Mango Cannabis Chutney

There’s nothing quite like mango chutney to prove that sweet and spicy are a heavenly pair. Our recipe ramps up the bliss factor several notches by featuring a cannabis-honey infusion.

The benefits of infusing your sauces, instead of your entire meal, are many: for one, it’s the easiest way to dose some – but not all – dishes when you’re cooking for a crowd. Sauces also lend themselves nicely to microdoses, allowing you to add just a touch of cannabis whenever needed.

Best of all, a single sauce can add zest to a variety of dishes. We recommend serving dollops of mango cannabis chutney alongside just about any Indian dish, or trying it on your next cheese platter, burger or sandwich. It also makes a wicked glaze for grilled chicken or lamb, and a sweet dipping sauce for chicken nuggets and fries.

Recipe by Chef Ronnie Fishman, words by Devon Scoble.

10 min
1 hr 15 min


3 ripe mangoes

3 cardamom pods

1 cup white wine vinegar

¼ cup cannabis-infused honey

¼ cup honey

1 tsp cumin seeds

1 tsp coriander seeds

½ tsp chili powder

1 tsp sea salt

1 tsp nigella seeds or mustard seeds

2 garlic cloves, minced

¼ cup ginger, grated

1 chili, (fresh and finely diced or dried and whole)

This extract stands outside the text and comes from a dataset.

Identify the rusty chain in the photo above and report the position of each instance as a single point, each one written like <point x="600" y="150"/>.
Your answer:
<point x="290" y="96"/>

Peel, stone, and chop mangoes (rough chop is okay).

Remove cardamom seeds from the pods.

Add vinegar and both honeys to a medium saucepot. Cook over medium heat until honey dissolves. Bring to a light boil, and reduce by a couple of centimeters.

In a dry pan on medium heat, gently toast cardamom, cumin and coriander until aromatic. Remove from heat, add chili powder and crush in a mortar and pestle or spice grinder.

Add the spice blend, mangoes, salt, nigella seeds, garlic and ginger to the vinegar mix. Bring to a boil, then reduce to a simmer and cook for 45 minutes to 1 hour, or until it has a thick, syrupy consistency.

If using dry whole chili, add it in the middle of the cooking process, and remove it when you reach your desired heat. If using fresh, diced chili, add it during the last 10 minutes of cook time.

This recipe yields approximately 1 1/2 cups of chutney, enough for three 1/2-cup doses.

Note: The recommended cannabis infusion dosage is a suggestion. Cannabis dosing can be complicated and is entirely based on your tolerance and desired potency. To learn why, read our guide to cooking with cannabis. Please proceed with caution by eating a portion and waiting an hour or two before any more. Enjoy!